In 2011, Guimaraes et al. reported a genetic screen for Ctx using a retroviral insertion-based loss-of-function strategy in human haploid KBM7 cells ^[42][83]. Since Ctx itself cannot sufficiently kill cells, Guimaraes et al. engineered a lethal chimera toxin by fusing the enzymatic domain of diphtheria toxin (DTA) to the Ctx A chain using the sortase ligation method. DTA is also an ADP-ribosylation enzyme, but it specifically modifies a unique residue called diphthamide in eukaryotic elongation factor 2 (eEF-2), thereby blocking protein synthesis and inducing cell death ^[43][44][84,85]. The screen identified the genes involved in diphthamide biosynthesis that are responsible for DTA, as well as a series of genes involved in GM1a biosynthesis (e.g., UGCG, SLC35A2, B3GALT4, and ST3GAL5). ST3GAL5 is the GM3 synthase, and GM3 is the shared precursor for gangliosides from the a-, b-, and c-series but not from the 0-series (e.g., GM1b) ^[45][86]. Guimaraes et al. found that the ST3GAL5-knockout cells were resistant to Ctx. However, Ctx could still bind to a subset of cells (5–10%) at levels comparable to wild-type cells. They speculated that in the absence of ST3GAL5, an alternative ganglioside synthesis pathway for the 0-series can be initiated in a cell cycle-dependent manner. In this case, GM1b acts as an alternative Ctx receptor ^[42][83].
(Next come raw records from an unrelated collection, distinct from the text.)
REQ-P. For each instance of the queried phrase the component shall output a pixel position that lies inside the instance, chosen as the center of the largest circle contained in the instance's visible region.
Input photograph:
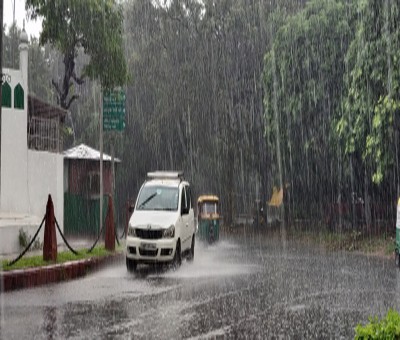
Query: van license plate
(148, 246)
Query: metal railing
(44, 134)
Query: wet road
(245, 287)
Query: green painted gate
(81, 215)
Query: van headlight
(170, 232)
(131, 231)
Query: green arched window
(6, 95)
(18, 97)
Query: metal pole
(1, 71)
(101, 160)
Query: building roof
(39, 108)
(85, 152)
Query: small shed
(82, 189)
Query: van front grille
(149, 234)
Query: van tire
(131, 265)
(191, 250)
(177, 261)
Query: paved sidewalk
(31, 277)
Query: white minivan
(162, 226)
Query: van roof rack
(165, 175)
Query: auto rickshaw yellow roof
(207, 198)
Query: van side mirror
(184, 211)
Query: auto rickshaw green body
(397, 250)
(208, 219)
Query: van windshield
(158, 197)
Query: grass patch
(62, 257)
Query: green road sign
(113, 124)
(114, 110)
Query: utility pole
(1, 69)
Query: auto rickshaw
(208, 218)
(397, 247)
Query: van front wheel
(131, 265)
(176, 262)
(191, 250)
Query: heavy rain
(280, 121)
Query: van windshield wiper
(147, 200)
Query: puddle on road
(218, 260)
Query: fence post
(50, 239)
(110, 228)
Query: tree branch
(75, 96)
(78, 80)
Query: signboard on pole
(114, 110)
In 2014, Gilbert et al. reported another set of genetic screens for the Ctx-DTA chimera toxin using the emerging CRISPRi and CRISPRa approaches ^[46][26]. The results of the CRISPRi-based loss-of-function screen suggested that downregulating the genes involved in GM1a biosynthesis (e.g., B3GALT4 and ST3GAL5) leads to the protection of Ctx-DTA. In contrast, downregulating the genes involved in the biosynthesis of other gangliosides, including GM1b (e.g., ST3GAL2), resulted in sensitization to Ctx-DTA. The CRISPRa-based gain-of-function screen yielded results consistent with the CRISPRi screen. In addition, upregulating the genes involved in the biosynthesis of lactosides/neolactosides (e.g., B3GNT5) had protective effects. Both CRISPRi and CRISPRa screens suggested that protection against Ctx-DTA was apparently caused by diverting the shared precursor LacCer away from GM1a synthesis to other branches ^[46][26]. These recent genetic screens expand theour understanding of the complex and branched GSL biosynthesis pathways.